TO HONOUR the centenary of the outbreak of World War One this slice of theatre brings home the horror and futility of war.
Every aspect of life, every nuance of emotion is wrung out like blood-soaked cloth in two and a half hours of absorbing drama.
To adapt Sebastian Faulks’ much-loved novel is a risky business.
But with Rachel Wagstaff in charge there is nothing to fear.
Praise must also be given to the director and producer Alistair Whatley whose clever use of lighting and the constant background noise of booming bombs and whistling shells immerses audiences into the trenches where soldiers come together and wait to live or die.
The audience follows the life and thoughts of Stephen Wraysford, played by George Banks as he goes over the top in the battle of the Somme and helps the tunnellers out.

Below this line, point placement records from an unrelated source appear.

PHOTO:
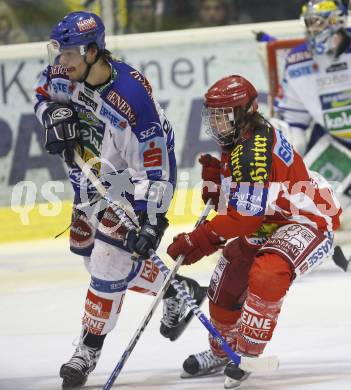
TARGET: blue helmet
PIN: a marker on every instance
(322, 19)
(79, 29)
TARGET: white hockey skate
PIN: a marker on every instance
(176, 315)
(75, 372)
(234, 376)
(203, 363)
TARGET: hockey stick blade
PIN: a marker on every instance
(254, 364)
(340, 259)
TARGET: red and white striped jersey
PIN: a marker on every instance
(269, 185)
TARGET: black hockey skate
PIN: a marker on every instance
(75, 372)
(176, 315)
(203, 363)
(234, 376)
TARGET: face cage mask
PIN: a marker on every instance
(220, 125)
(320, 31)
(54, 52)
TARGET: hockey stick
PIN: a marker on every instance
(340, 259)
(86, 169)
(161, 292)
(263, 364)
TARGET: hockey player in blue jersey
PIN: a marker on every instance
(316, 93)
(105, 109)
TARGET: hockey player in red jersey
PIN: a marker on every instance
(275, 221)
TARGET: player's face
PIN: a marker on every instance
(315, 24)
(219, 120)
(74, 62)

George brings to life Faulks’ character and draws the audience into the peaks and troughs of Wraysford’s life from his overwhelming love for Isabelle Azaire (Carolin Stoltz) to the stench and lice of the trenches which pervade his being.
Flitting between trench life and his life in Amiens is seemless with George’s clever acting as he breaks from reality to his life before the war.
The story poses the question about hope and humanity during warfare and this is brought home by Jack Firebrace, played by former Blue Peter presenter Peter Duncan, whose zest for life is slowly broken down while he is in the depths of the trenches.
The climax came with an emotional address to the audience by Wraysford with his beautiful, yet heart-rending, tribute to the millions who have lost their lives to war.